Where is the problem? Social Engineering!! Tell me what you buy, and I will have a far better knowledge of who you are, a rough estimate of your incomes… If you purchase travel tickets, I will know when you will not be at home… Are people who subscribe to this site aware of this risk?

Of course, the site has a section about privacy. It is worth reading!

Would you enroll on such sites?

Privacy notices as “Nutrition” Label

Reading privacy notices on online sites is a difficult task. Currently, they are displayed in lengthy textual pages with legal mambo-jumbo. How many brave people try to complete this unpleasant reading? I suppose that excepted privacy lawyers, quiet nobody.

As a consequence, people give up their privacy and accept the privacy rules without knowing what they are.

Under the lead of Cranor Lorrie, a team of researchers from Carnegie Mellon propose in a paper to be presented at CHI10 an interesting approach: Let’s display the privacy policy in a way similar to nutrition labels.

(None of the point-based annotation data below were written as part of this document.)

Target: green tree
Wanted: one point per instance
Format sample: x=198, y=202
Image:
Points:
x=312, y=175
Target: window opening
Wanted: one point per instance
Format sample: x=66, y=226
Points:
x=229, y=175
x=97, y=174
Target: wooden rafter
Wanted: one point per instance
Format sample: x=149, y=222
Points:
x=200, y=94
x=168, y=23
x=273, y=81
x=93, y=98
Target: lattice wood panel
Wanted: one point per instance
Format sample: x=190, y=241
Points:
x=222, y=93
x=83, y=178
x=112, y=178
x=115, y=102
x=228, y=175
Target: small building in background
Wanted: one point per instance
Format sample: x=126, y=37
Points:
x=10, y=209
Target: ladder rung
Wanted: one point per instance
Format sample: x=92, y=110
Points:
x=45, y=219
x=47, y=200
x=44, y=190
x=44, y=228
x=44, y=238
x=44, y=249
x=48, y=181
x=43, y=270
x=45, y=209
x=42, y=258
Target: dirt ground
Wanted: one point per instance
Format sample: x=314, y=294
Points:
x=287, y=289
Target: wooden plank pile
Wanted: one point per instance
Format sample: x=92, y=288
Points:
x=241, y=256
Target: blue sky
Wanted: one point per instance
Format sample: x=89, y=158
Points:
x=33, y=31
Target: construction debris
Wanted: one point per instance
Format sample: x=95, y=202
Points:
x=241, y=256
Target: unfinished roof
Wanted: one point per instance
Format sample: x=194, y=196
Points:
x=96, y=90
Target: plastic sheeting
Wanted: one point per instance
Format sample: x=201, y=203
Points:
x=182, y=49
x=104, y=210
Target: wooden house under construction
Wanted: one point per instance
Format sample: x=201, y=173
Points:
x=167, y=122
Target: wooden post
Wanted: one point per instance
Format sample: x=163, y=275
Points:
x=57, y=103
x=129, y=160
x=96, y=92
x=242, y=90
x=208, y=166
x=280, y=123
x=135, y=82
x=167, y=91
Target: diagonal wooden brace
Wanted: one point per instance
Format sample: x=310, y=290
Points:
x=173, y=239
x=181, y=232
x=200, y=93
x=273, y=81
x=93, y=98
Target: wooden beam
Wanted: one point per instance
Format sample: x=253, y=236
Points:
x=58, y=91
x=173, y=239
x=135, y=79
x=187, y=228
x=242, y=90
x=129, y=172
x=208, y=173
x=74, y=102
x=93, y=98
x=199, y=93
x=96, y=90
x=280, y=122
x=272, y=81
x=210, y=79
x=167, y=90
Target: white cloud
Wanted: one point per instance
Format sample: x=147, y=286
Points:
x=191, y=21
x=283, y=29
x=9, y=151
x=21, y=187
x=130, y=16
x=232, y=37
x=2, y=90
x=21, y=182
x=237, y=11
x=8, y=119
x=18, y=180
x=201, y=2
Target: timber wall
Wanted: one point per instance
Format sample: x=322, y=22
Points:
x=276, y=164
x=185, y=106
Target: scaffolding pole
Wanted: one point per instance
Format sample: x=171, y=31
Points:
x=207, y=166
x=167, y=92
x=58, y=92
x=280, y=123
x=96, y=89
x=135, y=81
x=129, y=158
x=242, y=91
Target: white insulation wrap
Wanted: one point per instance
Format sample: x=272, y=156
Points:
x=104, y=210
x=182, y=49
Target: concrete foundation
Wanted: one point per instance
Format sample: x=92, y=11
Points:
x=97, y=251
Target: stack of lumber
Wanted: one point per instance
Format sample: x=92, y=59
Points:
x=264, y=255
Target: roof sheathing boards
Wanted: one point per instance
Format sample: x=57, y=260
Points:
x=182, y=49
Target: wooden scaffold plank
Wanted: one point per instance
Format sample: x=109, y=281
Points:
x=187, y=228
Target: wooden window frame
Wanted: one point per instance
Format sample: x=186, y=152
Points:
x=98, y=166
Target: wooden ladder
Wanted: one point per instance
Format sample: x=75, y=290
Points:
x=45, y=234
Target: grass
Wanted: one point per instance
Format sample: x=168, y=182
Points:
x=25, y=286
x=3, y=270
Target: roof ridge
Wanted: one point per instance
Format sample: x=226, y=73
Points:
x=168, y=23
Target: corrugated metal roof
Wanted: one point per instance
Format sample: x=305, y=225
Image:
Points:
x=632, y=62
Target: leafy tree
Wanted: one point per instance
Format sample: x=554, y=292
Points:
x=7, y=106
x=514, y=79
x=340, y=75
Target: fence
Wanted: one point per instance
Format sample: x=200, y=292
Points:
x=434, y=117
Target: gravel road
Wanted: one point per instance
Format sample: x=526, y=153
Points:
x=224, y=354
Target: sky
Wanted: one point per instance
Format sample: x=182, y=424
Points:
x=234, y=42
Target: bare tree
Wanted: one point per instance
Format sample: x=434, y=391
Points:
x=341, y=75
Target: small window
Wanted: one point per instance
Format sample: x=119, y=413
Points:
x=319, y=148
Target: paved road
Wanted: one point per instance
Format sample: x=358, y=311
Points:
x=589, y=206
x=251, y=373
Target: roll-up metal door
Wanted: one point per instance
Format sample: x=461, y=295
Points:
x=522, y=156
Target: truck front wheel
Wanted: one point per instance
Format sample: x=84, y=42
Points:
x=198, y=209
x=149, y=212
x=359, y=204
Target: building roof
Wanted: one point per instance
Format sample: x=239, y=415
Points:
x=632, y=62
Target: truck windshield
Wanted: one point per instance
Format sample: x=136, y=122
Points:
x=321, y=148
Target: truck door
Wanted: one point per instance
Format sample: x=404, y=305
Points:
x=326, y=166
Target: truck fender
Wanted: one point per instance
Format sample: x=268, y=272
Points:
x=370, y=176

We are now all familiar with nutrition labels that allow you to have a look at carbs, proteins… (at least if you are concerned about your figure and/or health  :Happy:  ). They propose a table which rows indicate the potentially collected data whereas each column defines the potential use. The cell has five color codes: Will use, opt in, opt out, will likely not use, will not use.

They compared different forms of policy displays. Guess what? The standardized privacy label won.

This proposal is clearly a progress. Now, a more worrying question: how many people would choose their social network depending on the privacy policy? How many people would not join the latest buzz hot need-to-be social network due to privacy issues? I’m afraid not so many.  :Sad:

Nevertheless, people would have at least the possibility to choose. This would be better than the current situation.